Last week I was working on three issues in Parliament that I know are of great importance to many people in Worksop: the Bedroom Tax, Worksop Town Football Club and animal welfare – in this case the plight of puppies mistreated by irresponsible breeders.
On Friday I voted to defeat the Government on the Bedroom Tax in a move that will not abolish the Tax entirely but will, if it continues to progress through Parliament, secure some concessions.
This Tax, which was ill-thought out in the extreme, has had a disastrous effect on a number of local people who cannot downsize to avoid it because there is a shortage of one or two bedroom properties.
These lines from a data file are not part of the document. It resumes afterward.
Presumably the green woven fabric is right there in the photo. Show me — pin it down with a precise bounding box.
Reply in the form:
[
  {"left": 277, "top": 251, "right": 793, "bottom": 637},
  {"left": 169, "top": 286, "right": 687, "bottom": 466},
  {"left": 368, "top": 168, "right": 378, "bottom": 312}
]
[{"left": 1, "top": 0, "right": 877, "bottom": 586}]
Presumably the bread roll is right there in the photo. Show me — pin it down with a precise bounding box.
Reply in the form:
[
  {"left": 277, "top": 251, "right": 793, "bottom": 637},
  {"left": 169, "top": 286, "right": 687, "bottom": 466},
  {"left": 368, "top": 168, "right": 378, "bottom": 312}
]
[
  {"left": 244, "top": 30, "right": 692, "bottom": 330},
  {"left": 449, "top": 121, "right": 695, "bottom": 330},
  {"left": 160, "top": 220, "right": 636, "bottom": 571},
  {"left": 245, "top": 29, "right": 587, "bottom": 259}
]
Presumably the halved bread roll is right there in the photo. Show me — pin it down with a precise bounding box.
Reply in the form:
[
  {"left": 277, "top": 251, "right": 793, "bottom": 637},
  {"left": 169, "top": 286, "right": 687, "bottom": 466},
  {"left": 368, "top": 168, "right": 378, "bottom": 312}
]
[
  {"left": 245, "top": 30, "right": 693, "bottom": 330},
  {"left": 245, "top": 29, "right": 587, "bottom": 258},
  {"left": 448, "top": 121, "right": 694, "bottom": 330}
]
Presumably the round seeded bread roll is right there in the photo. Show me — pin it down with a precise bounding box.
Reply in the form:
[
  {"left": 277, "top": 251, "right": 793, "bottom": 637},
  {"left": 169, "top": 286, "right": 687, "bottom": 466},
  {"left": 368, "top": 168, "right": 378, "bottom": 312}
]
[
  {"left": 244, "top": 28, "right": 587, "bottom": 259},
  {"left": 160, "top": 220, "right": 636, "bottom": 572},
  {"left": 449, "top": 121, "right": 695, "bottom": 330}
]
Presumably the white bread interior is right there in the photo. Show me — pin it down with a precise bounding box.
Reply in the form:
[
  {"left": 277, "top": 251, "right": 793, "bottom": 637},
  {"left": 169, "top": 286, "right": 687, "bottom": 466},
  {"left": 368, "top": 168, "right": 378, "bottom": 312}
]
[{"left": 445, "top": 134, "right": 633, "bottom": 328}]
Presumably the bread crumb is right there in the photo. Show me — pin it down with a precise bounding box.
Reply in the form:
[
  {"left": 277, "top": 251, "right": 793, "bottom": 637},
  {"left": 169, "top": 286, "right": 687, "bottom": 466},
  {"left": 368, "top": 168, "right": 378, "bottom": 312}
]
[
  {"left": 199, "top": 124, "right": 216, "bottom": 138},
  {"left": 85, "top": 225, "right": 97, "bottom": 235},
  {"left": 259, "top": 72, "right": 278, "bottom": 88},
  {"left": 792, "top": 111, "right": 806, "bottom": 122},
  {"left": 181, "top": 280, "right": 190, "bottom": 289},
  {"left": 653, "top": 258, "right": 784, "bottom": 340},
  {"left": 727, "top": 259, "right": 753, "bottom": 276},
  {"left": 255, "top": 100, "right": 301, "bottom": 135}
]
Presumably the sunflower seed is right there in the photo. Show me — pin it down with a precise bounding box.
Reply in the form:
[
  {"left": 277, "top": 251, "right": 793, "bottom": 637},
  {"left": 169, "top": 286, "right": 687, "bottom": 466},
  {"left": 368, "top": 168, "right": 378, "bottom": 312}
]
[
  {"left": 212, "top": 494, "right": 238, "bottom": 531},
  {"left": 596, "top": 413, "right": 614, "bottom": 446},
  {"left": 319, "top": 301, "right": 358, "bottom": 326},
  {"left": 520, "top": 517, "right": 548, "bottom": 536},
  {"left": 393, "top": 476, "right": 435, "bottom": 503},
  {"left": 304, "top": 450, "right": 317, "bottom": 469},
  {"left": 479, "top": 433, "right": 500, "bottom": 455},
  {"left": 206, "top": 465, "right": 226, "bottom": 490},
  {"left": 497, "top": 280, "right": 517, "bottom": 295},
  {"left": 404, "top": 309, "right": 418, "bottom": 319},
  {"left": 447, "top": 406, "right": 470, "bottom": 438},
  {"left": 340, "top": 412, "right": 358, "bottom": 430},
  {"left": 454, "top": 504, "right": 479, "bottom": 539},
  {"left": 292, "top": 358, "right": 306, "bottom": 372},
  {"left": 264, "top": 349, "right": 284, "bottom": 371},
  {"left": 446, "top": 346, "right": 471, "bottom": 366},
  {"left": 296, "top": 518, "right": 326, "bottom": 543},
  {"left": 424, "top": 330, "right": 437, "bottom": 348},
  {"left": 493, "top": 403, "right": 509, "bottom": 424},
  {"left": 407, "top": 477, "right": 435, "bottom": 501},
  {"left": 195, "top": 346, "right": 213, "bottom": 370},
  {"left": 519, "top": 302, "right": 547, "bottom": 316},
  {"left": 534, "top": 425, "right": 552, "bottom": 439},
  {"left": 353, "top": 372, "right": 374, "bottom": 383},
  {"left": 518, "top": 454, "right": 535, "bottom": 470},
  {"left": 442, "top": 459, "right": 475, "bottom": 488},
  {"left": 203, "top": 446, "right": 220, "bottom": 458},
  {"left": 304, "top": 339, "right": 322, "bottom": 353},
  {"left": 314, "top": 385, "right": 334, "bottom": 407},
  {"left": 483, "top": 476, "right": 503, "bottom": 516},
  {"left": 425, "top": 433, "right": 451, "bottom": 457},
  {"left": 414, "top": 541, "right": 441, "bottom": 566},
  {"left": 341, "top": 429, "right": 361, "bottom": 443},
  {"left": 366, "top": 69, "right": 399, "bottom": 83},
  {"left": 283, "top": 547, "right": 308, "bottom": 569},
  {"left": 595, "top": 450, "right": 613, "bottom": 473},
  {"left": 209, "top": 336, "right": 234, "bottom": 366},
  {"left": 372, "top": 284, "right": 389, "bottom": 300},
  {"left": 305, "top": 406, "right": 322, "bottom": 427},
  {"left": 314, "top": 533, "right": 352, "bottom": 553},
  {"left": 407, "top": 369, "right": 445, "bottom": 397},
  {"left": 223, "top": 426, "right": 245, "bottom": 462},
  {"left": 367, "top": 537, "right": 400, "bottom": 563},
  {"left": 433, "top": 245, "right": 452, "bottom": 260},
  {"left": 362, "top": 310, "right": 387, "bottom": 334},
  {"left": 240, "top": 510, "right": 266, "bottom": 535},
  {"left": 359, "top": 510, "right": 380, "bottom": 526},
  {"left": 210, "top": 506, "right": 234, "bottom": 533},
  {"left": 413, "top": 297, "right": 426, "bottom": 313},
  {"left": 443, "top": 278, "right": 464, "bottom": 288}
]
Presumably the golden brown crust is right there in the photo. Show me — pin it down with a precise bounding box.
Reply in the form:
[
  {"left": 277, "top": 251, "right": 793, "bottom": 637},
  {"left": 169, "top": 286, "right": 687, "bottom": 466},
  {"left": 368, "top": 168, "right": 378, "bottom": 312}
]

It has cost low-income families an average of £700 a year and is one of the worst examples of a Westminster elite creating policy without properly considering the effect on ordinary people. I will continue my campaign to abolish it entirely but took the opportunity last week to vote for some initial amendments.
Last Thursday I raised the issues that Worksop Town Football Club has faced recently in a debate on the future of non-league and grassroots football.
I called on the FA to adopt plans which would make it easier for a football club whose owner has pulled funding to start afresh in the same league under new community ownership. It is time to recognise that we need to bring about change in how football is governed in this country and to shift power from men in blazers in London to local community groups. This would make it easier for clubs like Worksop Town to be run by local people and for local people.
I have written before about my work to promote animal rights, a topic that I know is close to the hearts of many people in Worksop who are dog or cat lovers, or are passionate about how animals should be treated.
Last week I attended the Parliamentary debate on puppy farming which was called to put pressure on the Government to address the often unsanitary and cruel conditions that puppies are born into on these farms. The motion to clamp down on these conditions was passed unanimously and the Government has agreed to have another look at the current regulations.
In July this year I warned that Worksop Police station was being touted for sale. Notts Police denied that there were any such plans despite what I had been told. However I notice that there has been an about-face this week as Nottingham Police can no longer ‘guarantee’ the future of the police station.
I am sure that many people in Worksop will feel aggrieved that the reassurances they were only recently given by Nottinghamshire Police now lie in tatters, with suggestions that the police will have to move out of the station and share with other local services.
I have consistently campaigned against justice facilities being downgraded in Worksop and find this about-turn to be very concerning.